There are three guidelines applicable to violations of 18 U.S.C. § 2423(b): U.S.S.G. § 2A3.1 (Criminal Sexual Abuse; Attempt to Commit Criminal Sexual Abuse); § 2A3.2 (Criminal Sexual Abuse of a Minor Under the Age of Sixteen Years (Statutory Rape) or Attempt to Commit Such Acts); and § 2A3.3 (Criminal Sexual Abuse of a Ward or Attempt to Commit Such Acts). U.S.S.G. app. A. Where more than one guideline is applicable, sentencing courts are to “use the guideline most appropriate for the offense conduct charged in the count of which the defendant was convicted.” Id. app. A introduction.
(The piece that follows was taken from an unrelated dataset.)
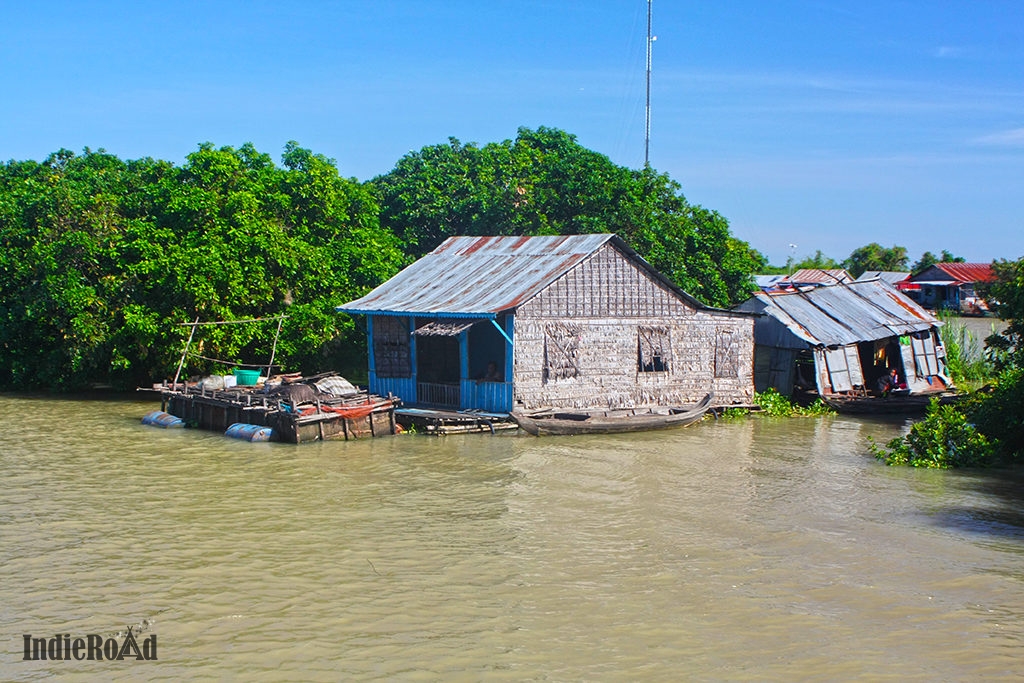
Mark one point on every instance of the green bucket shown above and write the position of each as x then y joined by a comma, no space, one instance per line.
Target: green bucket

The district court ruled that § 2A3.1 is the “most appropriate” guideline for Lebovitz's “offense conduct.” Lebovitz, however, contends that § 2A3.2 is the “most appropriate” guideline. His preferred guideline states: “If the offense involved criminal sexual abuse or attempt to commit criminal sexual abuse (as defined by 18 U.S.C. § 2241 or § 2242), apply § 2A3.1․” U.S.S.G. § 2A3.2(c). A defendant commits criminal sexual abuse when he “crosses a State line with intent to engage in a sexual act with a person who has not attained the age of 12 years ․ or attempts to do so.” 18 U.S.C. § 2241(c). In other words, the guideline provision that Lebovitz argues should apply itself directs us to apply the guideline he wants to avoid.
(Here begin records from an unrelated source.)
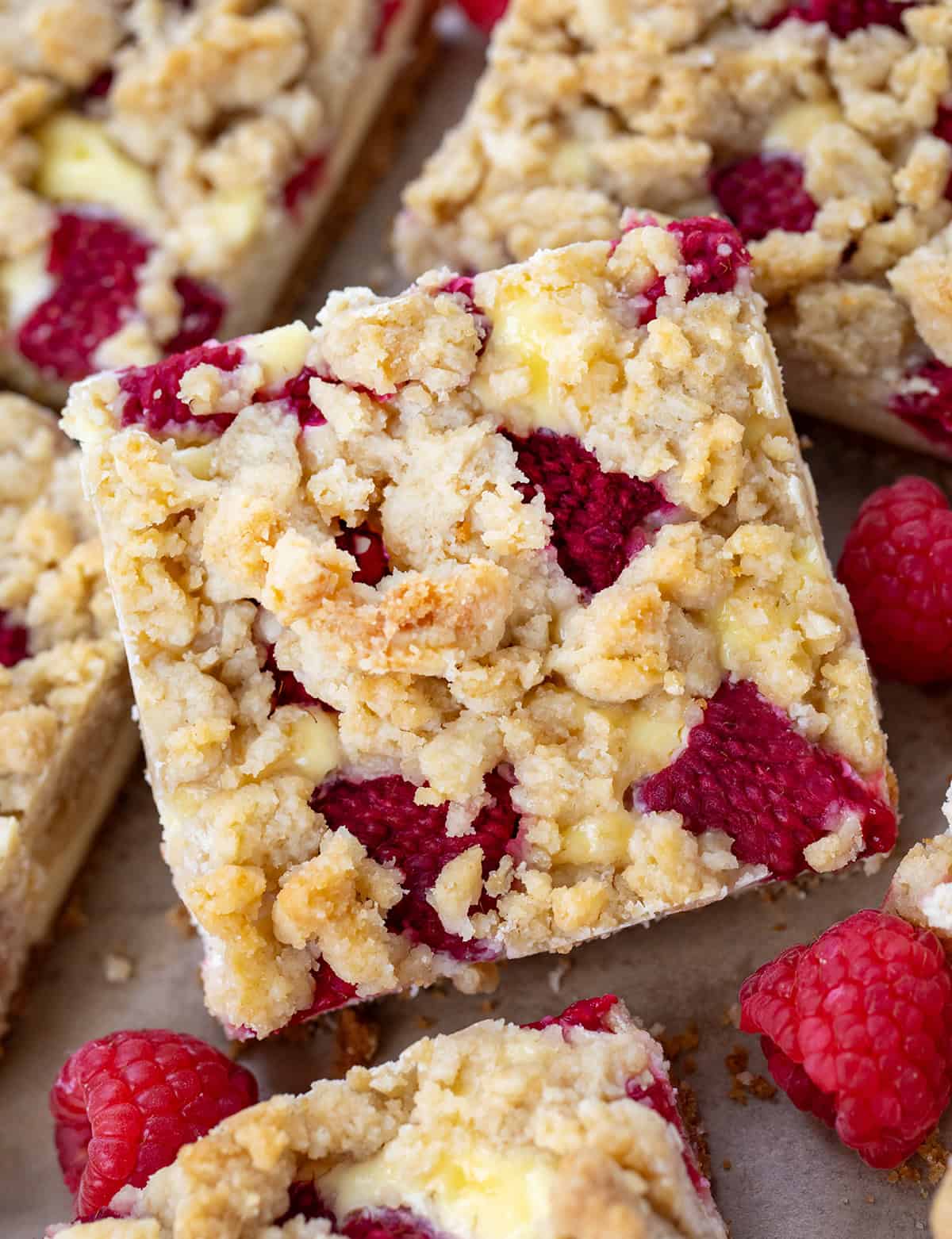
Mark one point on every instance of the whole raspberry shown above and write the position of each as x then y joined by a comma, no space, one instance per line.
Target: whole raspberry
925,401
484,13
896,564
396,830
764,192
152,392
96,263
125,1104
712,251
844,17
13,642
597,518
858,1027
747,771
The only reason Lebovitz gives for avoiding the clear effect of the cross-reference to U.S.S.G. § 2A3.1 is that his victim was fictitious. However, that is of no real consequence in determining the “most appropriate” base offense guideline. As the Fifth Circuit explained in United States v. Rhodes, “the fact that [Rhodes] was unable to complete the crime because the victims were fictitious is not the determining factor. Rather, [Rhodes'] intent and conduct constitute criminal sexual abuse ․” 253 F.3d 800, 805 (5th Cir.2001) (quotation marks omitted); accord United States v. Butler, 92 F.3d 960, 963 (9th Cir.1996) (same); see also United States v. Murrell, 368 F.3d 1283, 1288-89 (11th Cir.2004) (the defendant's intent, and not “whether the ‘victim’ is real, fictitious, or an undercover officer,” is all that was relevant in the application of an analogous guideline); United States v. Root, 296 F.3d 1222, 1231-32 (11th Cir.2002) (the purpose and intent of the defendant's interstate trip to have sex with a minor, not the sex act itself, are the factors relevant to the application of 18 U.S.C. § 2423(b), the statutory companion to U.S.S.G. § 2A3.1).
Lebovitz's “intent and conduct” are clear. Indeed, he wanted to, and did, make them so at the time of the crime, stating: “let me make it clear what I am looking for ․ I would like to make love” to your eleven-year-old stepdaughter. And, he traveled from Chicago to Birmingham to do so. When arrested, Lebovitz was carrying a gift-wrapped pair of gold earrings and condoms. Traveling from Illinois to Alabama to have sex with an eleven-year-old is attempted criminal sexual abuse. The district court did not err in applying § 2A3.1 to determine Lebovitz's base offense level.
Lebovitz next contends that the district court should not have increased his offense level under § 2A3.1(b)(2)(A), which provides for a four-step enhancement if the victim of the sexual abuse had not attained the age of twelve years. His position is that enhancement cannot be applied where the victim was fictitious.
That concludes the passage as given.